Critiquées depuis plusieurs semaines pour leur manque de réactivité, le gouvernement et la Banque centrale ont enfin bougé ces derniers jours, mais leurs annonces n'ont guère changé la donne.
La Banque du Japon (BoJ) a convoqué lundi une réunion extraordinaire de son comité de politique monétaire et décidé d'élargir ses mesures d'assouplissement monétaire via l'octroi exceptionnel de nouveaux prêts de six mois à taux fixe.
L'institut d'émission espère ainsi faire baisser le coût des crédits et fluidifier les circuits financiers.
Mais cette annonce n'a pas calmé les investisseurs, inquiets des perspectives de croissance moroses de l'économie américaine. Résultat : le yen a vite repris son envolée.
Bien que fixé au niveau très bas de 0,1 %, le principal taux directeur de la BoJ reste en effet plus attractif que celui de la Banque centrale américaine, qui oscille entre 0 et 0,25 %, soit, en pratique, une politique de taux zéro.
Valeur refuge, le yen semble en outre faire l'objet d'achats spéculatifs de divers fonds d'investissement.
Avec un dollar à moins de 85 yens et un euro autour de 106 yens, la devise japonaise flirte avec son plus haut niveau en quinze ans face au billet vert et avoisine son record en neuf ans face à la monnaie unique européenne. Le tout affaiblit la compétitivité des entreprises de l'archipel et fait dévisser de jour en jour la Bourse de Tokyo.

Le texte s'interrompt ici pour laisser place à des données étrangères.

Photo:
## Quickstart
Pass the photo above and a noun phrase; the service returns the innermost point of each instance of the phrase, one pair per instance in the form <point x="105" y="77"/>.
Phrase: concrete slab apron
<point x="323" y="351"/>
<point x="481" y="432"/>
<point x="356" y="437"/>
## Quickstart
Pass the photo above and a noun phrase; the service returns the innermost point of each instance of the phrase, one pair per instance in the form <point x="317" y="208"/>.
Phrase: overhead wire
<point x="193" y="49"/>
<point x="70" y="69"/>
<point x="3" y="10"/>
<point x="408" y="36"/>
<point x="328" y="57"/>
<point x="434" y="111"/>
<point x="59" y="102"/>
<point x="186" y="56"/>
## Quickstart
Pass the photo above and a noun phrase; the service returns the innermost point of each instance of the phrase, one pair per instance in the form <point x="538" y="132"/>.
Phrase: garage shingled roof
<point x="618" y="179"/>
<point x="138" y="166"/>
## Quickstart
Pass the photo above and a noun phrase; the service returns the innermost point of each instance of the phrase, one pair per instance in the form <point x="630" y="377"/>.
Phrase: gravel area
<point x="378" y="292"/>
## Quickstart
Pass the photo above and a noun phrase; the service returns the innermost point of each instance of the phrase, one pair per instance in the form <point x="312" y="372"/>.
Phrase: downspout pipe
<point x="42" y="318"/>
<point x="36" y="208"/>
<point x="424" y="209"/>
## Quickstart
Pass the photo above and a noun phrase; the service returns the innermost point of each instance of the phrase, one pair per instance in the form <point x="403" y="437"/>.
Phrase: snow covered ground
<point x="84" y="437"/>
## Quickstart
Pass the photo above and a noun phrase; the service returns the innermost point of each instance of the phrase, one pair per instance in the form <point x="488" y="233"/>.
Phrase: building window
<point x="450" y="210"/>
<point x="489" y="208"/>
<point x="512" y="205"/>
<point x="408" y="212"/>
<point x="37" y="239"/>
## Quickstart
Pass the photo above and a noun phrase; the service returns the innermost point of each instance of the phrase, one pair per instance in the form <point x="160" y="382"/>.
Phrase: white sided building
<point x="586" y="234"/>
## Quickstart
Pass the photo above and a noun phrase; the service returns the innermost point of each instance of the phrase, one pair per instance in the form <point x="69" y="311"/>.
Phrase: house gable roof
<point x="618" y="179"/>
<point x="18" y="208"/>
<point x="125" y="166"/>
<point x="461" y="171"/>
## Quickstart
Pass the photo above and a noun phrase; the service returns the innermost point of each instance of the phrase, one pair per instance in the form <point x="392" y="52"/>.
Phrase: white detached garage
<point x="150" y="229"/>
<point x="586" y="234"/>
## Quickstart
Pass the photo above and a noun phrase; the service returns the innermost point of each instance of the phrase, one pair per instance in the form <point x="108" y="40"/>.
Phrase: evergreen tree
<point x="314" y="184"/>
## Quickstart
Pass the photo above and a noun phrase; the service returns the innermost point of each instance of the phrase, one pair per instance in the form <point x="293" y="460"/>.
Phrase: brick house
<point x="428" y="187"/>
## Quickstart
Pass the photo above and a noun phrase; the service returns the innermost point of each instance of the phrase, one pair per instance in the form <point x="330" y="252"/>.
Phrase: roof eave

L'indice Nikkei est tombé ces derniers jours à son plus bas niveau depuis 16 mois.
« Les tendances récentes de hausse du yen et de chute de la Bourse ne changeront pas », affirme Tetsuro Okada, économiste à l'Institut de recherche du Japon, ajoutant que la BoJ disposait de « peu d'options ».
En décembre 2008, au plus fort de la récession économique mondiale, l'institut d'émission a baissé son principal directeur à 0,1 %, un niveau très bas qu'il ne peut désormais plus drastiquement réduire.
Malgré cette politique très accommodante, la demande de crédit reste amorphe et la déflation perdure, décourageant la consommation et l'investissement.
« Les institutions financières sont déjà abreuvées de liquidités et il n'y a aucune preuve que les banques manquent d'argent à prêter », estime Julian Jessop, du centre de recherche Capital Economics, soulignant que la faiblesse du crédit reflète davantage « une pauvre demande des sociétés et des ménages ».
Comme d'autres économistes, M. Jessop juge le Japon démuni face à la cherté de sa devise, dont les causes résident avant tout dans la chute du dollar provoquée par la perte de confiance des marchés dans la vigueur de la première économie du monde.
À ce titre, d'aucuns jugent que seule une remontée des taux aux États-Unis pourrait véritablement enrayer l'ascension du yen.
« La BoJ continue de prendre des mesures symboliques davantage destinées à calmer les politiciens qu'à réellement assouplir sa politique monétaire », critique Richard Jerram, de la banque australienne Macquarie.
M. Jerram en conclut que les responsables nippons « sont impuissants face au risque croissant d'un dérapage de la reprise tirée par les exportations ».
Même une intervention directe des autorités sur le marché des changes serait d'effet limité, bien que le gouvernement y soit invité par les milieux d'affaires afin de donner un signal fort.
Le Premier ministre, Naoto Kan, a promis pour sa part de prendre des dispositions diverses visant à amoindrir les dégâts économiques d'une devise nationale trop forte.